Saraybosna Büyükelçiliğindeki görüşmede, Büyükelçi Erginay, festival kapsamında verilen dört ödülden ikisini alan 'Annemin Şarkısı' film ekibini kutladı.
Erginay, Saraybosna Film Festivaline katılan tüm Türk yapımı filmlere teşekkür ettiğini belirterek, ikisi yarışma kategorisinde olmak üzere altı filmin festivale katıldığını söyledi. Festival kapsamında sinema sektöründen bir çok konuğunda Saraybosna'ya geldiğini hatırlatan Erginay, ayrıca Türkiye'den büyük kurum ve kuruluşların sponsor olarak da bu önemli organizasyona iştirak ettiğini vurguladı.
Erginay, 'En İyi Film' ve 'En İyi Erkek Oyuncu' ödüllerini alarak, festivaldeki varlıklarını taçlandırdıklarını belirterek, 'Annemin Şarkısı' film ekibine bu güzel eserden dolayı teşekkür etti.

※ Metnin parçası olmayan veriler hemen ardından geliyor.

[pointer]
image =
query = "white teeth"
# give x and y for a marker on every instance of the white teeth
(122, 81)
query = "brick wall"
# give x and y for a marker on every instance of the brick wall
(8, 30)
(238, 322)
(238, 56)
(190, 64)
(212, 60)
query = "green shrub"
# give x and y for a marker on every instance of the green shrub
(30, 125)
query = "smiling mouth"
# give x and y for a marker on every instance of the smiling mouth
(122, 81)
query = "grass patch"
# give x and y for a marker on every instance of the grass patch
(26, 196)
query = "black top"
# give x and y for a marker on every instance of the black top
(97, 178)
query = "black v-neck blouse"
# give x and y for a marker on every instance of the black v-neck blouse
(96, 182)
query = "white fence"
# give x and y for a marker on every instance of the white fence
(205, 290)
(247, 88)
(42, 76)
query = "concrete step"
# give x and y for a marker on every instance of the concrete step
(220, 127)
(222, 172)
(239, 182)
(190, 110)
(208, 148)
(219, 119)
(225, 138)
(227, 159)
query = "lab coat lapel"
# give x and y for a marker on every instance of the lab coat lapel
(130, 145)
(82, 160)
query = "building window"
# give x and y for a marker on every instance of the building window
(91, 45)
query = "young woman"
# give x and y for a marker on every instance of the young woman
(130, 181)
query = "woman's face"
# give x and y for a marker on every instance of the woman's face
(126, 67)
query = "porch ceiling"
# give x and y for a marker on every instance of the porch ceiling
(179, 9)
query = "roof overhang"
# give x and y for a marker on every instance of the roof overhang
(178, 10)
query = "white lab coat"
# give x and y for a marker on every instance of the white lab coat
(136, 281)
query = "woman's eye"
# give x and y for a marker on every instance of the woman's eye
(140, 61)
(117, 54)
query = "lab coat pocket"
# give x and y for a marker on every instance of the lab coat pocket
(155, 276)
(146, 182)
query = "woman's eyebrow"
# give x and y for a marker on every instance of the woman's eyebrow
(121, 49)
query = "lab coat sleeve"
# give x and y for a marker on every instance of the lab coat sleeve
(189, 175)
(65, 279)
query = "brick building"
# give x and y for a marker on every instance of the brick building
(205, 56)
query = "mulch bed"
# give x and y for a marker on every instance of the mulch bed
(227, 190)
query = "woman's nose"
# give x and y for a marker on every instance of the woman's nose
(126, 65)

Filmi seyreden birçok insanın duygulandığını belirten Erginay, 'Çok önemli konulara parmak basan bir film. Aynı zamanda anne ile oğlunun ilişkisini çok iyi bir şekilde irdeleyen, işleyen bir film. Geleneklerimizi, göreneklerimizi, aile bağlarımızı çok güzel bir şekilde işleyerek ortaya koymuşlar. Bunu da diğer seyirci kitlelerine aktarmayı başardılar. Bu film boşuna seçilmedi. Çok güzel bir film. Kendilerini kutluyorum' ifadesini kullandı.
Erginay, bu yıl aynı zamanda Türk sinemasının 100. yılı olduğunu hatırlatarak, 100. yılda bu tür başarılara imza atılmasının onur verici olduğunu sözlerine ekledi.
- 'Anne' için aile büyüğünde icazet alındı
Filmin yönetmeni Erol Mintaş da Saraybosna Film Festivali'ne katıldıklarında, festivalden ödülle ayrılacaklarını beklemediklerini belirterek, 'Böyle bir jüriden bize ödül çıkması, Türk sinemasının yüzüncü yılında ülkemize iki ödülle dönüyor olmak mutluluk verici' dedi.
'Filmin en zor castı anneydi' diyen Mintaş, filmin ana karakteri olan Zübeyde Ronahi'ye nasıl ulaştıklarına dair şunları söyledi:
'Bu karakter için doğrudan sokak castı yaptık ve birçok anneye ulaştık. Zübeyde Anne, aslında benim bir arkadaşımın annesi. Bir gün Bilgi Üniversitesi'ne konuşmacı olarak gelmişti. Ben de onu çok sevmiştim. Zaten onun o güzel gözlerini görünce çok sevmiştim. Kendisiyle konuştum. Arkadaşım da çok yardımcı oldu, ama anne kabul etmedi. 'Bu yaştan sonra ben hayatta böyle bir şey yapmam' dedi. Yaklaşık iki yıl boyunca görüştük. Ben 'eğer sen oynamazsan başka da kimse oynayamaz bu rolü' dedim. En sonunda tüm aile fertlerini işin içine koydum. Ailenin en büyüğünden de icazet alınca filmin annesi o oldu.'
Mintaş, en kısa zamanda yeni bir proje için çalışmaya başlayacaklarının da sözlerine ekledi.
- 'Anne olmasaydı, ödüller de olmazdı'
Festival kapsamında 'en iyi erkek oyuncu' seçilen Feyyaz Duman da festivalin ana yarışmasındaki dört ödülden ikisini aldıklarını belirterek, 'İnsanın emeğinin karşılığını alması çok güzel bir şey' dedi.
Filmin bir anne-oğul hikayesi olduğunu söyleyen Duman, filmin herkes tarafından izlenmesini istediğini, bu filmin sadece bir festival filmi olarak kalması taraftarı olmadığını anlattı.
Duman, filmdeki 'anne' karakterini canlandıran Zübeyde Rohani'nin profesyonel bir oyuncu olmadığını, ancak filmdeki diğer oyunculardan daha profesyonel oynadığına dikkati çekerk, 'Annenin bu filme katkısı çok büyük. Anne olmasaydı bu ödüllerin gelme ihtimali yoktu. Hiç okula gitmemesine rağmen Türkçe ve Kürtçe hem yazıyor hem okuyordu. Senaryoyu bu şekilde ezberleyip, kameranın karşısında sıfır deneyimle oynaması büyük bir başarıydı' ifadesini kullandı.